Изменить размер шрифта - +
А ведь я не хочу ни обвинять, ни огорчать никого. Это было бы мне противно, и я бы страдала больше, чем мои жертвы. Так что я думаю, что напишу книгу нужную, безопасную и благопристойную, не тщеславную, равно как и не подлую; я работаю над ней с удовольствием…

В 1847 году она уже не встречалась с Пьером Леру и после всей своей снисходительности к нему осудила его, наконец, очень сурово:

Я ничего не знаю о долах Леру. Постепенно я начинаю думать, что он может держаться в равновесии на той воображаемой нити, которая отделяет его от современности. Я не знаю, как будет дальше, но он всегда найдет выход. С одной стороны, он не умеет вести дела, а с другой стороны, он очень ловок, настойчив и умеет очень хорошо выхватывать у презираемого им мира нужную ему помощь. Как это у него получается, что он уже столько лет влачит свою добровольную бедность и при этом ни в чем не нуждается и полностью удовлетворяет не только свой, но еще и все желудки в семье? Это загадка. Но так как длится уже давно, значит она не должна внушать опасений. Если Буссак рухнет у него под ногами, он найдет себе приют в другом месте. У него великолепная способность находить неожиданные возможности. Он великолепно умеет заставить вас считаться с этой манерой действовать… Признаюсь, я не смогла примириться с тем, как коварно умеет он приноровить свой фанатизм, если это бывает нужно… Лицемерие — это дань, которую мятежник платит обществу.

 

Глава третья

Муза республики

 

В начале 1848 года молодой Виктор Бори, в то время постоянный гость Ноана, был в полном смятении при мысли, что в Париже произойдет революция. Жорж в это не верила, и февральская революция поразила ее, как поразила всю Францию. Жорж ненавидела Луи-Филиппа с чисто женской горячностью, но кампания банкетов для избирательной реформы, которая предшествовала и привела к падению режима, казалась ей безобидной и бесполезной. «Это склока между министрами, которых свалили, и министрами, которые хотят подняться наверх, — писала она сыну, и я не думаю, что народ примет участие в ссоре между господином Тьером и господином Гизо… Итак, я настаиваю, чтобы ты не шлялся там, потому что тебя могут изувечить без всякой пользы для правого дела… Дать убить себя из-за Одилона Барро и компании — было бы слишком глупо…» Когда началась суматоха, она удивилась, что Морис не вернулся в Ноан, как она ему советовала. Делакруа написал, что Морис находится в необыкновенном возбуждении: «Что касается Мориса, то он сияет: он только что ушел отсюда, он похож на пьяного; я не думал, что он способен на такое возбуждение». В тревоге она поехала за сыном.
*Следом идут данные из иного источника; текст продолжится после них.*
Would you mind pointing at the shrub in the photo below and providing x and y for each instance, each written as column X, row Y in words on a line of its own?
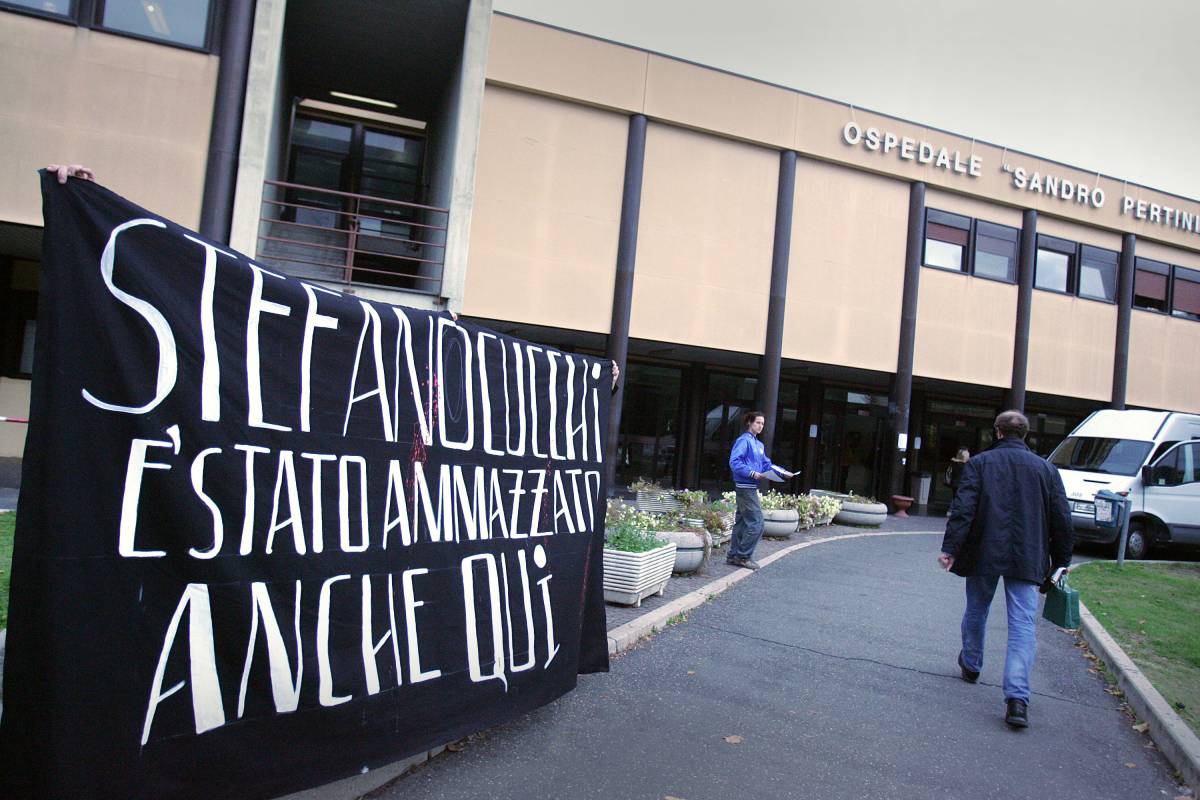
column 624, row 535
По приезде в Париж у нее создалось впечатление, что наступил великий день и что свершилась победа не просто республики, но республики социальной. У власти были ее друзья, и она отправилась к маленькому Луи Блану в его Люксембургский дворец. Мраморные галереи были усеяны длинными вереницами пролетариев. Луи Блан сиял: «Нужно, чтобы сила народа, — сказал он ей, — показала себя внешне спокойной; спокойствие — это величие силы». Разговаривая с Ламартином, она смотрела на проходящее шествие из окна дома Гизо:

Жорж Санд — Огюстине Бро: Это было красиво, просто трогательно; от церкви Мадлен до Июльской колонны собралось 400 тысяч человек; ни одного жандарма, ни одного полицейского, а между тем такой порядок, такая благопристойность, сосредоточенность, взаимная вежливость, что никому не наступили на ногу, никому не измяли шляпы. Это было удивительно. Народ Парижа — первый народ мира!..

Республика была установлена, и теперь от нее никто бы не отступился, и для защиты ее умерли бы на баррикадах. Правительство, составленное из честных людей, не было, может быть, на высоте задачи, для которой нужен был бы «гений Наполеона или сердце Иисуса».